Reference 1526, certainly Patek Philippe's most elegant and timeless simple perpetual calendar wristwatch, was launched in 1941. Highly appreciated by collectors, the model is immediately identifiable by its Calatrava-style case. According to literature, as few as 210 examples were made, cased either in yellow or pink gold and only one example in steel, now at Patek Philippe's prestigious watch museum in Geneva.
The present watch is from the second generation of reference 1526, distinguished by the design of the subsidiary seconds indication surrounding the moon phases: it features small hard enamel baton scales as opposed to the Arabic numerals of its predecessor and is "open" towards the moon side whereas the earlier series featured a so-called double "chemin de fer" or "railway" circle.
Distinctly marked with Cartier's hand-stamped five digit reference no. 18394 underneath the lower right lug, the most noteworthy and at the same time also the most evident feature is however the absence of the signature Cartier usually found on the dials of timepieces retailed by the celebrated house.
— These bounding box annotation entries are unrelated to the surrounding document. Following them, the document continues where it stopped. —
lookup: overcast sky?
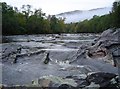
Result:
[1,0,115,15]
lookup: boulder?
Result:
[86,72,117,87]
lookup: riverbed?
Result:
[0,33,117,86]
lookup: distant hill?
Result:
[56,7,112,23]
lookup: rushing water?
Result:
[1,34,104,85]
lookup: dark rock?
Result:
[44,53,50,64]
[58,84,75,89]
[86,72,116,87]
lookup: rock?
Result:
[86,72,116,87]
[58,84,75,89]
[44,53,50,64]
[33,76,77,87]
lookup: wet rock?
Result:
[33,76,77,87]
[44,53,50,64]
[86,72,116,87]
[58,84,75,89]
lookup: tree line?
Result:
[0,2,120,35]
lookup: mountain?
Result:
[56,7,112,23]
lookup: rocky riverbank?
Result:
[0,29,120,89]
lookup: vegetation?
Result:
[0,2,120,35]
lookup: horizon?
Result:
[1,0,115,15]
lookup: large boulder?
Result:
[86,72,116,87]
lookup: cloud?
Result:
[1,0,115,14]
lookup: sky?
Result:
[0,0,115,15]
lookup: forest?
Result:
[0,2,120,35]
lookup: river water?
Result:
[0,34,117,85]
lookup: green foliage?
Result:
[1,3,65,35]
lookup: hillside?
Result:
[56,7,112,23]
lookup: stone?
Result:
[86,72,117,87]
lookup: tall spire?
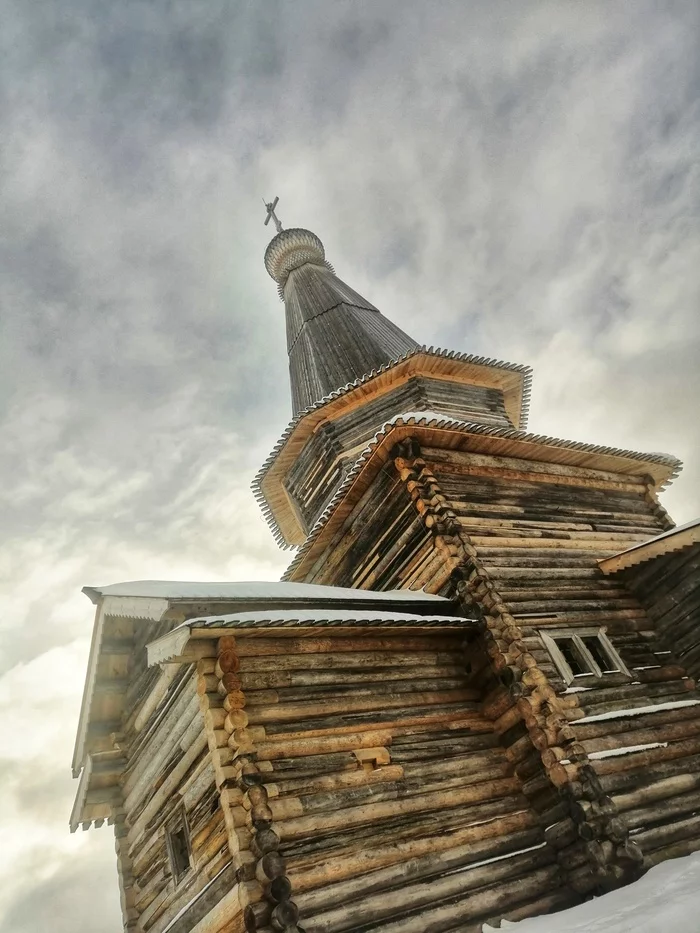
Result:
[265,220,418,415]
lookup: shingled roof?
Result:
[265,228,418,415]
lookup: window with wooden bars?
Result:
[540,628,630,684]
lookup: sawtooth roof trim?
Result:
[282,412,683,580]
[251,346,532,550]
[146,609,478,666]
[598,518,700,574]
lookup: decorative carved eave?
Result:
[73,580,449,780]
[282,412,682,581]
[598,518,700,574]
[253,347,532,547]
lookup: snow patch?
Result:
[85,580,449,603]
[574,700,700,725]
[484,852,700,933]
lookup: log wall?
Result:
[217,629,571,933]
[115,668,235,933]
[392,449,700,887]
[297,441,700,894]
[284,376,513,531]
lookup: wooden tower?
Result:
[71,211,700,933]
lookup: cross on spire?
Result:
[263,198,282,233]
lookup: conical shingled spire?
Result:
[265,229,418,415]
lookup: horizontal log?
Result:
[246,690,479,725]
[236,632,462,656]
[304,852,559,933]
[275,778,520,840]
[241,651,455,673]
[289,810,541,896]
[632,814,700,855]
[612,774,700,813]
[625,791,700,829]
[644,837,700,868]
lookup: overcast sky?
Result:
[0,0,700,933]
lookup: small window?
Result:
[540,628,629,684]
[165,809,191,884]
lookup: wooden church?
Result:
[71,205,700,933]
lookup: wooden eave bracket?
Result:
[598,520,700,576]
[282,416,682,581]
[146,625,191,667]
[73,586,170,777]
[253,347,532,547]
[69,752,126,833]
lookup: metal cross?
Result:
[263,198,282,233]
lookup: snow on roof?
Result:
[83,580,449,603]
[598,518,700,573]
[484,852,700,933]
[147,608,476,666]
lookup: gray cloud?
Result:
[0,0,700,933]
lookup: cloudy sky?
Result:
[0,0,700,933]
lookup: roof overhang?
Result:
[598,518,700,574]
[253,347,532,547]
[282,412,682,580]
[73,580,450,780]
[146,600,479,667]
[73,586,170,777]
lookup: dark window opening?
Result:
[168,826,190,881]
[580,635,620,674]
[555,638,593,677]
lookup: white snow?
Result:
[484,852,700,933]
[163,865,230,933]
[85,580,448,602]
[574,700,700,726]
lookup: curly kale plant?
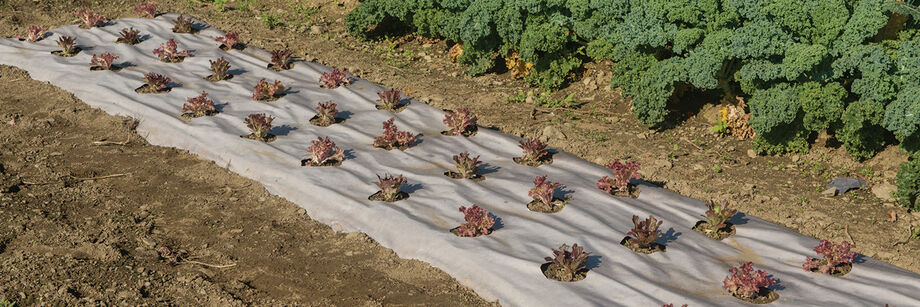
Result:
[457,205,495,237]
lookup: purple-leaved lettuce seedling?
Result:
[153,38,191,63]
[456,205,495,237]
[374,117,416,150]
[252,78,284,101]
[182,91,217,118]
[444,108,478,136]
[304,137,345,166]
[319,68,351,89]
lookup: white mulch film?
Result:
[0,14,920,306]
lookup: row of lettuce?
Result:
[345,0,920,209]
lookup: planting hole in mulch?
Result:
[300,159,342,166]
[620,236,667,254]
[441,125,479,137]
[89,64,124,72]
[367,191,409,203]
[265,62,294,71]
[514,153,553,167]
[134,84,172,94]
[375,102,409,113]
[809,257,853,277]
[204,74,233,82]
[51,47,83,58]
[527,198,566,213]
[444,171,486,182]
[450,226,495,238]
[540,262,588,282]
[693,221,735,241]
[310,115,345,127]
[732,287,779,305]
[240,133,278,143]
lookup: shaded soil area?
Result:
[0,66,490,306]
[0,0,920,305]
The lack of this "distinction" may be explainable by the special request of its first owner, desiring a more discreet dial version.
Retailed by Cartier in New York in 1948, the present watch is only the third example of a reference 1526 to appear in public presenting this exclusive combination.
Consigned by a private collector and never offered in public before, the present reference 1526 is furthermore distinguished by its very attractive, original overall condition.
Reference 1526 is illustrated in Patek Philippe Wristwatches by Martin Huber & Alan Banbery, second edition, pp. 282 & 283.